Dat is geen paniekreactie, dat wil ik toch even kort stellen. Heel wat gemeenten gebruiken die parkeerbedrijven niet, daar loopt het anders, maar door de perceptie en door de berichtgeving zijn er heel veel mensen die dachten dat het nu anders was en daardoor ontstaat er rechtsonzekerheid en ongelijkheid, en daar moet iets aan worden gedaan. Ook al is het misschien niet de juiste of de volledig juiste oplossing, misschien is er nog werk aan, dat kan. Het zal inderdaad interessant zijn om dit in de commissie verder uit te werken. Het is jammer, nu komt daar eindelijk eens iets juridisch in de commissie en zal ik er niet bij zijn, maar ik denk dat het nuttig is dat daar verder over wordt gedebatteerd.
Wat het verzoekschrift betreft, het is inderdaad een interessant en mooi werkstuk, maar ik weet ook hoe men iets juridisch plausibel kan laten klinken, ik weet hoe dat gaat. Ik wil dat maar meegeven, voor als u daar later over debatteert dat het Grondwettelijk Hof die argumenten niet in aanmerking heeft genomen.

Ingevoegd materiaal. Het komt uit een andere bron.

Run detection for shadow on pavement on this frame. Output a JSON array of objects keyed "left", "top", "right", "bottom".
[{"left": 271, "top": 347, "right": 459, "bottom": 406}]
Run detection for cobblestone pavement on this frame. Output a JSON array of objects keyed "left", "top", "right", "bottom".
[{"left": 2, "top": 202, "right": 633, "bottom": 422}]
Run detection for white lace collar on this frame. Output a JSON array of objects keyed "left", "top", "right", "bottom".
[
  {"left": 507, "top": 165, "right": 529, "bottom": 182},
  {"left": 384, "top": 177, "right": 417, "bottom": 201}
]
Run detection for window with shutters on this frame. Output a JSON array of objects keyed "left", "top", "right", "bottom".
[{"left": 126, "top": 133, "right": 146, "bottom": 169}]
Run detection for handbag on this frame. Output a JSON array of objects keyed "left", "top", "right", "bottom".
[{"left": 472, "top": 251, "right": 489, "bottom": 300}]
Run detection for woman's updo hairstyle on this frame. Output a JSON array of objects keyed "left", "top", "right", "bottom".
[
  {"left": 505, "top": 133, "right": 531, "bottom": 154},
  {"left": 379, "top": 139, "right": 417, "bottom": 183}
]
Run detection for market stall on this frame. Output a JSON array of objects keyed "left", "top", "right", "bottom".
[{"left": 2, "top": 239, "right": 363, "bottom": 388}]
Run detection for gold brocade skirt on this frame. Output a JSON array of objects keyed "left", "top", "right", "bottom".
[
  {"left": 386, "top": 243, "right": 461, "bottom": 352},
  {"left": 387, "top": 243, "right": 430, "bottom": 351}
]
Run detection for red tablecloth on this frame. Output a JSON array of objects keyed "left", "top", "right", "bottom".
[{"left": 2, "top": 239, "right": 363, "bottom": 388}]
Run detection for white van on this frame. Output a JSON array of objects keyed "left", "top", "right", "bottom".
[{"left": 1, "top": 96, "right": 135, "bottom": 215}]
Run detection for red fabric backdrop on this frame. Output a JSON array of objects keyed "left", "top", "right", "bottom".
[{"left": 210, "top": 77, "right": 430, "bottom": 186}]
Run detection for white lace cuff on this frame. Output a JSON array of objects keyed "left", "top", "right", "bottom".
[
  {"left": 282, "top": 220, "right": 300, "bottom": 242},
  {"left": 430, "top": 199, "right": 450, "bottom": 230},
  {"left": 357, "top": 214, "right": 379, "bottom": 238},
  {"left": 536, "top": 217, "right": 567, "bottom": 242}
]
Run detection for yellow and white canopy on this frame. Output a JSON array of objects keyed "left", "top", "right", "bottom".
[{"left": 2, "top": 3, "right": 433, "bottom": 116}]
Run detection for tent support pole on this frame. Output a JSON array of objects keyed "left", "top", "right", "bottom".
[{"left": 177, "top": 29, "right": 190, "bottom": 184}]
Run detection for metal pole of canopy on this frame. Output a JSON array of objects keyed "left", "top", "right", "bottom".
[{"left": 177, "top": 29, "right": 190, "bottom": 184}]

Vraagt nog iemand het woord? (Neen)
De algemene bespreking is gesloten.
Artikelsgewijze bespreking
Dames en heren, aan de orde is de artikelsgewijze bespreking van het voorstel van decreet. (Parl. St. Vl. Parl. 2009-10, nr. 573/1)
De artikelen 1 tot en met 3 worden zonder opmerkingen aangenomen.
De artikelsgewijze bespreking is gesloten.
Wat het verzoekschrift betreft, stel ik voor dat we het verwijzen naar de Commissie voor Mobiliteit en Openbare Werken. Is het Parlement het hiermee eens? (Instemming)
We zullen straks de hoofdelijke stemming over het voorstel van decreet houden.